What You Need to Know
- Tesla adding 1,000 workers at Berlin factory, targeting 7,500 vehicles weekly by October.
- Three investment rounds at Gruenheide site projected to create 3,500 total jobs in assembly and battery production.
- US EV sales dropped 27% year-over-year in Q1 2026 after federal tax credit expired mid-2025.
- European battery-electric vehicle market share reached 20% of new registrations in May, up from 15.3% annually.
Tesla is adding 1,000 workers at its Gruenheide factory east of Berlin and targeting 7,500 vehicles per week by October, the third capacity commitment the company has made at the site within three months. Combined, the three rounds of investment are projected to create 3,500 jobs across vehicle assembly and battery production.

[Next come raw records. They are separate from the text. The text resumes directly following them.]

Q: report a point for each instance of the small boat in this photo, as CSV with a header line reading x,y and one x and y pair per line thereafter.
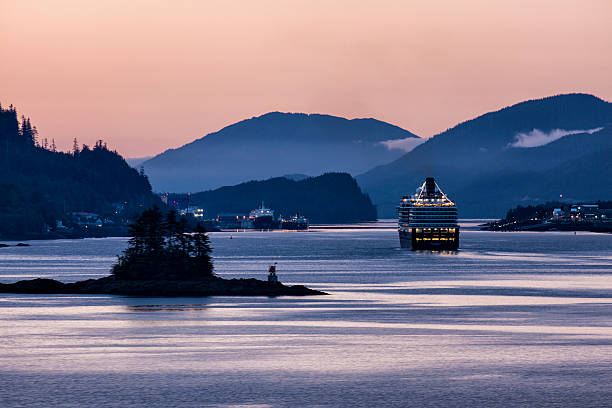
x,y
297,222
263,218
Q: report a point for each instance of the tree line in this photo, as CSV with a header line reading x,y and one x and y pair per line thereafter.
x,y
40,185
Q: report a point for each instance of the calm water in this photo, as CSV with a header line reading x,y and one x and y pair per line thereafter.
x,y
512,319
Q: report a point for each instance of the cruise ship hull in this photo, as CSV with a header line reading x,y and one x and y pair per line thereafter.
x,y
429,239
265,222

The timing reflects a deliberate geographic pivot. Electric vehicle sales in the US dropped 27% year-over-year in Q1 2026 to roughly 216,400 units after the $7,500 federal tax credit expired mid-2025, and domestic Tesla deliveries fell more than 8% in the same period. Europe is moving the other direction: battery-electric cars took a fifth of all new EU passenger registrations in May, up from 15.3% a year earlier, and Tesla pushed its European market share to 2.3% from 0.9% over the same stretch. Model Y registrations in Germany alone quadrupled year-over-year in March, with France, Denmark, and Sweden each posting registration gains above 46%.
The Berlin plant built just over 200,000 vehicles last year against a listed annual capacity of 375,000, so the factory has been running well below what it was designed to do.
The Q1 2026 internal production record of 61,000 units suggests the operational floor is rising, but closing the gap to nameplate capacity still requires both the workforce additions and the infrastructure to support them. A battery cell manufacturing line is scheduled to come online in the first half of 2027, which gives the current hiring wave a second purpose beyond near-term assembly output. Tesla is staffing ahead of that line now, when European demand momentum gives it cover to do so. Whether the US market recovers once consumers adjust to the post-credit pricing environment will determine how much weight the Berlin factory ultimately has to carry within Tesla’s global production mix.